Redis源码分析之持久化
- Redis持久化原理可以查看本人另一篇文章:Redis原理之持久化
- 在进入源码分析前,需要简单了解一下Redis的主要流程,可以参考本人另外一篇文章:Redis源码分析之基础流程
1. RDB
1.1 RDB文件自动保存
在serverCron函数中,有一段判断,如果配置设置了save ,则会判断是否满足条件。saveparam即为该配置的一个结构体。save可以配置多条,只要满足一个配置的条件,就会执行持久化,执行rdbSaveBackground方法。
c
//server.c#serverCron
for (j = 0; j < server.saveparamslen; j++) {
struct saveparam *sp = server.saveparams+j;
/* Save if we reached the given amount of changes,
* the given amount of seconds, and if the latest bgsave was
* successful or if, in case of an error, at least
* CONFIG_BGSAVE_RETRY_DELAY seconds already elapsed. */
if (server.dirty >= sp->changes &&
server.unixtime-server.lastsave > sp->seconds &&
(server.unixtime-server.lastbgsave_try >
CONFIG_BGSAVE_RETRY_DELAY ||
server.lastbgsave_status == C_OK)) {
serverLog(LL_NOTICE,"%d changes in %d seconds.

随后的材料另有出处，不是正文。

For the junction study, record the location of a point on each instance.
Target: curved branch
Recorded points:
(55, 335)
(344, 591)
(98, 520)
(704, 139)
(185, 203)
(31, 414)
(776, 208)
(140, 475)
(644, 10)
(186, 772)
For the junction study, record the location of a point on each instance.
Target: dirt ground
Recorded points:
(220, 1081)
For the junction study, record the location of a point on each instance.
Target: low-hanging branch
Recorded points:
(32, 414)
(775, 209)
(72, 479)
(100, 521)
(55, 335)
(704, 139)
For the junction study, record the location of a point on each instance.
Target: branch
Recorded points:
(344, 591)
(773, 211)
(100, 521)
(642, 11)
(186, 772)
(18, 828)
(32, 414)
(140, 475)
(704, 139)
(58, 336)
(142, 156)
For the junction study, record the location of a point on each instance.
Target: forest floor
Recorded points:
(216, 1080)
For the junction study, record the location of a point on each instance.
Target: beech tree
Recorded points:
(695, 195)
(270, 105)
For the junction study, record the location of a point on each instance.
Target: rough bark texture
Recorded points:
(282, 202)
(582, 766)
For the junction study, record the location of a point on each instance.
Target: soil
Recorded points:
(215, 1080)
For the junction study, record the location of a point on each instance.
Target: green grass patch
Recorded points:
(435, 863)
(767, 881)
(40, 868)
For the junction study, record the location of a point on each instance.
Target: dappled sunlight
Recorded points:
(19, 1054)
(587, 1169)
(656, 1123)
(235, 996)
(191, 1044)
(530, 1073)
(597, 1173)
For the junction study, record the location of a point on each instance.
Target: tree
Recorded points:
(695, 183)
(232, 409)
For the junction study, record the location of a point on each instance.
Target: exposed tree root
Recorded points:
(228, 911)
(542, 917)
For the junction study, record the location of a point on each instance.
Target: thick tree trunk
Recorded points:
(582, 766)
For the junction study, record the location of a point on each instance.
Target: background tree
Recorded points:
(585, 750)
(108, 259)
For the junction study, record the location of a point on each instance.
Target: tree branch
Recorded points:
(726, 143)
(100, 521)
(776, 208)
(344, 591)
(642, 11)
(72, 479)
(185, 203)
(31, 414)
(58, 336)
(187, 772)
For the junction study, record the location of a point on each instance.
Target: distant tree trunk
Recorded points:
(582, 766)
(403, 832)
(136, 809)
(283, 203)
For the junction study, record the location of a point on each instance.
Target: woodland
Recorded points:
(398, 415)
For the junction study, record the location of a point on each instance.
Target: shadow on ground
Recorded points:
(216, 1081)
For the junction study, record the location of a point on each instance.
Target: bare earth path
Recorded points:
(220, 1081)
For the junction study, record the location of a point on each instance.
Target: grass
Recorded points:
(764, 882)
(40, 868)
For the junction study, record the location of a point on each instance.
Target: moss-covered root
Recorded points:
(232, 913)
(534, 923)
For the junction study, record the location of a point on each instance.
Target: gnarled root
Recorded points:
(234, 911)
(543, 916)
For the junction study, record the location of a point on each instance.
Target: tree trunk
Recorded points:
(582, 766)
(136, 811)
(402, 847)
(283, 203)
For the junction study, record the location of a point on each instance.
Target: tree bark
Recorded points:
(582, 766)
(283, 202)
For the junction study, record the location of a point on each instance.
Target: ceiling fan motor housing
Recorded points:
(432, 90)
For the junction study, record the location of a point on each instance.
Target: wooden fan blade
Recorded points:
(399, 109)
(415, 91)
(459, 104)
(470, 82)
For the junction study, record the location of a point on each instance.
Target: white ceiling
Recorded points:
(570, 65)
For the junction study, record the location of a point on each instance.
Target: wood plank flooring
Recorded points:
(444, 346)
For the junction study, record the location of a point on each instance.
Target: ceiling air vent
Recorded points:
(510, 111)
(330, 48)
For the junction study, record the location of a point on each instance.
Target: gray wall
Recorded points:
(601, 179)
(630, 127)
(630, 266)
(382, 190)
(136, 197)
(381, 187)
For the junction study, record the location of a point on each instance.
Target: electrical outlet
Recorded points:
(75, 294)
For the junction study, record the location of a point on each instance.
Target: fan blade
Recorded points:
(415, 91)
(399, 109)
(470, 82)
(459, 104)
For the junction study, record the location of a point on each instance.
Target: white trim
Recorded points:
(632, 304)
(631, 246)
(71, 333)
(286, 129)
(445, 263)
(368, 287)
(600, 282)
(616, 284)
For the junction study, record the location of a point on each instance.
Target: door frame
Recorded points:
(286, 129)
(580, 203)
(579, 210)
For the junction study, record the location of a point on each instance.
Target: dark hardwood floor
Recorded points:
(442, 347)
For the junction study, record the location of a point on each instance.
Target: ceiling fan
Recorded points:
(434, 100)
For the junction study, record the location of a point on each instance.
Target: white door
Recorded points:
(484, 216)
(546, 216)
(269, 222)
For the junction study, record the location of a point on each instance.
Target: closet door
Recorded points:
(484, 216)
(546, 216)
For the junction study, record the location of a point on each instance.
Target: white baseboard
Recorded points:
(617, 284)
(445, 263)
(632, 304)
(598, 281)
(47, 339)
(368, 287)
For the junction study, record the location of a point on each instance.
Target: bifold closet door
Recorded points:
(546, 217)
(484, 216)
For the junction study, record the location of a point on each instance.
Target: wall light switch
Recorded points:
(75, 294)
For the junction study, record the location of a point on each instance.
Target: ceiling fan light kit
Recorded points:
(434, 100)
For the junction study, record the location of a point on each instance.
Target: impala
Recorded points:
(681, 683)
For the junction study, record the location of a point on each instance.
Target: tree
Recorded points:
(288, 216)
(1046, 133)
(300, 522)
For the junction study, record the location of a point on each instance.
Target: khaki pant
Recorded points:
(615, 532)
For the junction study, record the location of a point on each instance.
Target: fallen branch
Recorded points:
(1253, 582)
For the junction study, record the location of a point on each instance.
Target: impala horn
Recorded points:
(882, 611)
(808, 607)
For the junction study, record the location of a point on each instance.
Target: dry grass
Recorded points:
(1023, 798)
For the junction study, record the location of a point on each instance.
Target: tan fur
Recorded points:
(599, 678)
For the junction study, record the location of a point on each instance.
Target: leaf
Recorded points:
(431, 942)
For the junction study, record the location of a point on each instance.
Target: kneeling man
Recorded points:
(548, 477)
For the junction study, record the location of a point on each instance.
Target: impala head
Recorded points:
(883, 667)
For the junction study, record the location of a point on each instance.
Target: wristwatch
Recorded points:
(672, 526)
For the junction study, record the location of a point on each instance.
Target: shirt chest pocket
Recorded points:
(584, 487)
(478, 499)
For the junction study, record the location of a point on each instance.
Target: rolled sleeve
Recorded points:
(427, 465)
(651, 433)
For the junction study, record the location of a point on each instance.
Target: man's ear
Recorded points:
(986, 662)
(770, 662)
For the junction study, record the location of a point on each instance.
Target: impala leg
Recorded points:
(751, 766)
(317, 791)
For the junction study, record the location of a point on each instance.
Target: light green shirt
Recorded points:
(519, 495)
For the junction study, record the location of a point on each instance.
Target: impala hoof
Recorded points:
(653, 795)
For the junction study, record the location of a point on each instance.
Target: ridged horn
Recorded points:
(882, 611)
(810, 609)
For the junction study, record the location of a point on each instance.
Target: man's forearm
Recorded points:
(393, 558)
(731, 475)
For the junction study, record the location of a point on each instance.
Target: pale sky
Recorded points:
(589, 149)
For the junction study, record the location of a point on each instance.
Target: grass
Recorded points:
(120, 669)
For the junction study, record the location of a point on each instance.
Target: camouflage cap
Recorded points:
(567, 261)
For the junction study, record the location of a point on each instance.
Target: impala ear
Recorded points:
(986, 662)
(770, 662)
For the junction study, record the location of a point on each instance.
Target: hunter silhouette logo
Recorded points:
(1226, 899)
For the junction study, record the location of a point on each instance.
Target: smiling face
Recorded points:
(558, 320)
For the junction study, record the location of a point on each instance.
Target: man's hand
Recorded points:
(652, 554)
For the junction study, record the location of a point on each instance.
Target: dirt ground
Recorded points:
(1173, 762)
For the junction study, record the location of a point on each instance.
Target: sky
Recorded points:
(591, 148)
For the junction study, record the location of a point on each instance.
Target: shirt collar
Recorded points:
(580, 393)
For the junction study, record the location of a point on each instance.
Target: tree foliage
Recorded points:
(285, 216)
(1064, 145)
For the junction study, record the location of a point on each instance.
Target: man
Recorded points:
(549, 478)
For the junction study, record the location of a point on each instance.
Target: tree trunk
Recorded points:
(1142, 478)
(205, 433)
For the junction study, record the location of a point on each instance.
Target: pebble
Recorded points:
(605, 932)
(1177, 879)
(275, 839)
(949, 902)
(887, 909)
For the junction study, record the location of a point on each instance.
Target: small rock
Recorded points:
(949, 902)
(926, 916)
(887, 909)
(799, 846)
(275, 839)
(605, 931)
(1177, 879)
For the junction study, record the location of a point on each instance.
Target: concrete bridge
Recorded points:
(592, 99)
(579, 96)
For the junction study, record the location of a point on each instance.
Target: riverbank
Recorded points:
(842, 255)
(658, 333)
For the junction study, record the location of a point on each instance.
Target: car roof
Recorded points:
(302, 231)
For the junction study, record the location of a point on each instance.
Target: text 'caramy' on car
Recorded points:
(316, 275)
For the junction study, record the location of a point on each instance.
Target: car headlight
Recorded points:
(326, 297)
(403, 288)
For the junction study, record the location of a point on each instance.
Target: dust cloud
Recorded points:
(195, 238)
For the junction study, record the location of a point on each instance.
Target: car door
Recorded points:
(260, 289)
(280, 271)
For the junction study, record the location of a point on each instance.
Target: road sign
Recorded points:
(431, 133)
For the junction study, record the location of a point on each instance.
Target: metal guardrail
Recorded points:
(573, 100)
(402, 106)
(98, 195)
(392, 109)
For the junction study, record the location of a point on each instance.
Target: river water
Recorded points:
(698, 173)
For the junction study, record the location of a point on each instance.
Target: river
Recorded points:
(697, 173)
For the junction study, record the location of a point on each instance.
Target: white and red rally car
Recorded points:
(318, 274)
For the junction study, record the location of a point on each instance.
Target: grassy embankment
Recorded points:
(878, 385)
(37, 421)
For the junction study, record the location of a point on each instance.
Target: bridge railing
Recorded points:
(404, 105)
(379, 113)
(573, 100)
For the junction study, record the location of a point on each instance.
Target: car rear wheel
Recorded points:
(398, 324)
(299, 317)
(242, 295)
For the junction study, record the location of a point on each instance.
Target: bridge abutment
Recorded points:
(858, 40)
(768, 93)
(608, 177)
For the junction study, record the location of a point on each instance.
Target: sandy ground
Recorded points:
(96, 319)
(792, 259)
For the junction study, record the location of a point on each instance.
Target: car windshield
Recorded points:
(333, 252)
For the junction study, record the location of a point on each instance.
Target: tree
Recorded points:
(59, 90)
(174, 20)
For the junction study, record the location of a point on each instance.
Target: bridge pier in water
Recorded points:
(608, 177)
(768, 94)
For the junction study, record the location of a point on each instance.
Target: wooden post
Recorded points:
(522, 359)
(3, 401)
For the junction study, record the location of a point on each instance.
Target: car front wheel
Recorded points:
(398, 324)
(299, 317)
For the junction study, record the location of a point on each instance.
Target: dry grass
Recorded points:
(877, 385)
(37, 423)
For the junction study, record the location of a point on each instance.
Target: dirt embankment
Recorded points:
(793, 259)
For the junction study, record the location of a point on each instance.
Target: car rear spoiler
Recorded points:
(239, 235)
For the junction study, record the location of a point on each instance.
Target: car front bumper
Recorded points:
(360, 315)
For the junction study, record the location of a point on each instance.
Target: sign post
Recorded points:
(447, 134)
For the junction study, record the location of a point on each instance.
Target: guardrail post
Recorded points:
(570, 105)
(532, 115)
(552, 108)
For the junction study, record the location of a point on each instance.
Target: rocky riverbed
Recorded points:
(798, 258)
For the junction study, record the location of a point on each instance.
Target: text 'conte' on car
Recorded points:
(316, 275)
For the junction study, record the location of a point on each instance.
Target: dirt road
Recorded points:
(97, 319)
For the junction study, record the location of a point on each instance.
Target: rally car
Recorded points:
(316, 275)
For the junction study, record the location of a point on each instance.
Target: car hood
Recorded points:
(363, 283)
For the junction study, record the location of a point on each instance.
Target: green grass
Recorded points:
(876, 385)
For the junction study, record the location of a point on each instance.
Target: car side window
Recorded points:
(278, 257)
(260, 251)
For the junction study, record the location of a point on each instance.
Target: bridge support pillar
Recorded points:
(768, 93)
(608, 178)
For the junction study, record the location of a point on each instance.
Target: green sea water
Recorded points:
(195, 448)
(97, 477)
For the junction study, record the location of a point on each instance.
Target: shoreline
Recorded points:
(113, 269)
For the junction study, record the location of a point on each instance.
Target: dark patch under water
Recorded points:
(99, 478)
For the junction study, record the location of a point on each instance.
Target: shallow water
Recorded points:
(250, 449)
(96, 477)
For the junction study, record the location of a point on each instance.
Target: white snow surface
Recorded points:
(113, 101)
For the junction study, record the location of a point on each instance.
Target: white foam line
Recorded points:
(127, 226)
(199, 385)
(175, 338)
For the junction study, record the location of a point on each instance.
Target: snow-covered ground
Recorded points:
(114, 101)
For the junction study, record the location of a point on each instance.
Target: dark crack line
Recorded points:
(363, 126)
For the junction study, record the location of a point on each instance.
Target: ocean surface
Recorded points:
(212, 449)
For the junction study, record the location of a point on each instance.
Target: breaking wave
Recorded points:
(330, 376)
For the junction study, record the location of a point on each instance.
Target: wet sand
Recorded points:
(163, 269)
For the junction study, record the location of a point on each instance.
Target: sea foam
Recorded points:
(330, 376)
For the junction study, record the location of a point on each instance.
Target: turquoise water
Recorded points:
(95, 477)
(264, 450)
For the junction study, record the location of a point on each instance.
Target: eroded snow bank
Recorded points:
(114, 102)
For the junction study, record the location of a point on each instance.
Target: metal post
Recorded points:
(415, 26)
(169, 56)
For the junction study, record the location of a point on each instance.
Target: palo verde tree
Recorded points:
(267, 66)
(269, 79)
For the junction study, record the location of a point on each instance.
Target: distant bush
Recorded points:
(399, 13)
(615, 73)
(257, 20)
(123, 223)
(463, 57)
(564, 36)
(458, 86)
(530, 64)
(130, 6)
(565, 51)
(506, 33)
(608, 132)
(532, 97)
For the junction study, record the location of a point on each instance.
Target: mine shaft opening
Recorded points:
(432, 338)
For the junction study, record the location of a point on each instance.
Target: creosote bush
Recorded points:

Saving...",
sp->changes, (int)sp->seconds);
rdbSaveInfo rsi, *rsiptr;
rsiptr = rdbPopulateSaveInfo(&rsi);
rdbSaveBackground(server.rdb_filename,rsiptr);
break;
}
}
在rdbSaveBackground方法中,会调用fork函数,创建一个子进程,然后执行rdvSave方法。
c
//rdb.c#rdbSaveBackground
if ((childpid = fork()) == 0) {
int retval;
/* Child */
closeClildUnusedResourceAfterFork();
redisSetProcTitle("redis-rdb-bgsave");
retval = rdbSave(filename,rsi);
if (retval == C_OK) {
size_t private_dirty = zmalloc_get_private_dirty(-1);
if (private_dirty) {
serverLog(LL_NOTICE,
"RDB: %zu MB of memory used by copy-on-write",
private_dirty/(1024*1024));
}
server.child_info_data.cow_size = private_dirty;
sendChildInfo(CHILD_INFO_TYPE_RDB);
}
exitFromChild((retval == C_OK) ? 0 : 1);
}
在rdbSave会执行重要的方法,rdbSaveRio将数据持久化,同时也会进行一些其他操作,如记录信息。
c
//rdb.c#rdbSave
if (rdbSaveRio(&rdb,&error,RDB_SAVE_NONE,rsi) == C_ERR) {...}
...
if (fflush(fp) == EOF) goto werr;
if (fsync(fileno(fp)) == -1) goto werr;
if (fclose(fp) == EOF) goto werr;
if (rename(tmpfile,filename) == -1) {...}
...
server.dirty = 0;
server.lastsave = time(NULL);
server.lastbgsave_status = C_OK;
1.2 RDB子进程执行完毕
在server.c文件中的serverCron,有一段代码进行判断
c
//server.c#serverCron
if (server.rdb_child_pid != -1 || server.aof_child_pid != -1 ||
ldbPendingChildren())
{
int statloc;
pid_t pid;
if ((pid = wait3(&statloc,WNOHANG,NULL)) != 0) {
int exitcode = WEXITSTATUS(statloc);
int bysignal = 0;
if (WIFSIGNALED(statloc)) bysignal = WTERMSIG(statloc);
if (pid == -1) {
serverLog(LL_WARNING,"wait3() returned an error: %s. "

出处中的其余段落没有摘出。